Twenty years ago yesterday I was watching Ed Meese testify before the Iran Contra Committee. One of the Senators asked him why he'd informed Oliver North that he was about to be investigated, resulting in North, (now a host on Fox,) and Fawn Hall spending the next 48 hours shredding documents. Meese replied that just because he'd informed Col. North he was about to be investigated and that he and his secretary had spent the next two days shredding documents, (and in the case of Ms. Hall, smuggling them out in her underwear...) that didn't necessarily mean that the documents they were destroying were pertinent to the investigation.

He said that, and I'll never forget it because it was one of those moments that changed my life. The sheer audacity of the suggestion... the audacity and utter contempt it took to make such a statement in front of the whole country... somehow I couldn't help but take it personally, and the anger I felt towards him quickly turned back towards me. "Of course he can lie to you like that... what the hell does he care? You're a legal proofreader in LA - he doesn't give a flying fuck what you think."

I'd always wanted to be a journalist, telling myself that one day I'd drop everything and go for it. Ed Meese turned out to be the straw that broke the camel's back. I quit my job, put my stuff into storage, got in my van and start driving to Nicaragua.




At the Embassy

The next five months were like one very, very long Warren Zevon song: a succession of triumph, fear, heartache, heroes, whoremongers and mercenaries. Someday I'll write about it. When I was in Tegucigalpa I got to have lunch with the U.S. Ambassador, Everett Briggs. My mother had worked for his father, also a career diplomat, and was best friends with his sister, Lucy. The Ambassador introduced me to Rick Chittister, the U.S. Special Liaison to the Contras, (or "The Resistance" as they were fond of saying, since "Contra" had come to sound so much like "atrocity",) and I got to spend an hour or so in the War Room in the basement of the embassy, chatting with Mr. Chittister and his secretary about the situation in Nicaragua while sitting in a chair Oliver North had probably sat in a hundred times.

"Be extremely careful who you talk to, especially about religion or politics. They have death squads over there too you know. If you have any bibles or other religious artifacts, even if it's just jewelry... leave it here. Just giving a bible to someone over there could get them shot... possibly you too."

Mr. Chittister, (who fit the part of Reagan-era CIA perfectly by the way: he looked like Robert Redford in The Great Gatsby, giving the impression that he'd flown straight to Honduras from the tennis courts at Langley,) went on about the brutality and repression of the Sandinista Regime. Although I was pretty sure it was all just propaganda, I couldn't be sure it wasn't either. I'd never been to Nicaragua.

Chaguitillo

A few days later I was in the Sebaco Valley, drinking with the men of the village of Chaguatillo, which was where my van finally broke down. It was a week or so before Christmas and the women and children were up at the church preparing for the "Festival of the Virgin" while all the men went down to the river to drink and play guitar. The store had stopped selling liquor a few days before, saving up for the holidays. But now it was open again and everyone was drunk on Havana Club, singing and screaming along to songs I couldn't really understand. My Spanish sucks.

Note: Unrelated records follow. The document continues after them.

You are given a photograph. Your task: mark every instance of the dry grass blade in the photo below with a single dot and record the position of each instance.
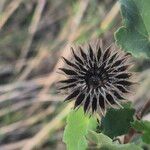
(32, 30)
(9, 11)
(41, 136)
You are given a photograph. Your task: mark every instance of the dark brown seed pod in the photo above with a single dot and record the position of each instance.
(96, 78)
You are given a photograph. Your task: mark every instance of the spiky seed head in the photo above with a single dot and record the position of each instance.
(96, 78)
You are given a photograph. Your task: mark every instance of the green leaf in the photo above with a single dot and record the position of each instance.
(144, 127)
(117, 121)
(103, 142)
(134, 36)
(77, 128)
(120, 147)
(98, 138)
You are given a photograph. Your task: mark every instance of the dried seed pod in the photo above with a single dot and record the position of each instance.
(97, 78)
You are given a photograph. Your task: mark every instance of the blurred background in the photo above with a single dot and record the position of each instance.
(33, 36)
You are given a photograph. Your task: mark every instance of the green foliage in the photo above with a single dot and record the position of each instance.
(144, 127)
(117, 121)
(77, 128)
(103, 142)
(134, 36)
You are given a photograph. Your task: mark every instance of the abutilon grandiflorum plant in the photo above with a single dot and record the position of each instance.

All of the sudden the party at the river broke up and everybody started walking back to the village. As if on cue, all the laughing and singing stopped, and all you could hear were a few murmured conversations among the hundred or so of us walking back in the darkness.

When we reached Chaguitillo all the men quietly lined up along the main street, took off their hats and bowed their heads. In the distance I could hear the soprano chorus of women and children singing. They came down from the church carrying candles and flowers and an altar to the Virgin Mary. Nicaragua is close to 95% Catholic, with obligatory military service for both men and women. The altar-bearers, and many others in the procession were female soldiers in uniform.

I'm not somebody who's normally touched too deeply by religious ceremonies, but this one was different. I knew, like we all do, that our government has been lying to us, but somehow having the message brought home to me like that, carried on the voices of that procession - the sing-shouting of the children and the droning of the old women... it just broke my fucking heart. It was the first, and I think only time I've ever cried for my country - and I've had lots of opportunities since then.

Maybe that's why I'm doing what I'm doing and you aren't yet, but something has to happen soon. The murdering bastards who told us Nicaragua, a country with one working elevator, was a threat to the United States are the same ones who sold us this war and they're the same ones who are planning the next one. And we've got to stop them.

And wearing orange one day a week isn't going to be enough. Not by a longshot.

10 comments:

Hecate said...

You so completely rock.

Freewayblogger said...

thanks hecate. and to think I owe it all to Ed Meese.

I wasn't kidding about Nicaragua having just one working elevator. It's true - it was in the Intercontinental Hotel in Managua, and I got to ride in it!

anna belle said...

Wow, that is an amazing story. I found it via comments on firedoglake.

I have visited your site several times before, and love your work, as well as those you inspire. Thank you.

Anonymous said...

Thanks Freeway,
You've reminded me that fascist amorality runs deep in Republicans and recurs like clockwork: Nixon and Haldeman, Ed and Oliver, George, Dick, Karl and Alberto. Indeed, they're on a first name basis with each other.
Please clarify one unclear pronoun for me in your second and third sentences: "One of the Senators asked him [Meese] why he'd informed Oliver North that he [who? Meese or North?] was about to be investigated . . .

Freewayblogger said...

Meese told North that his office (North's) was about to be investigated, prompting the weekend shredding party.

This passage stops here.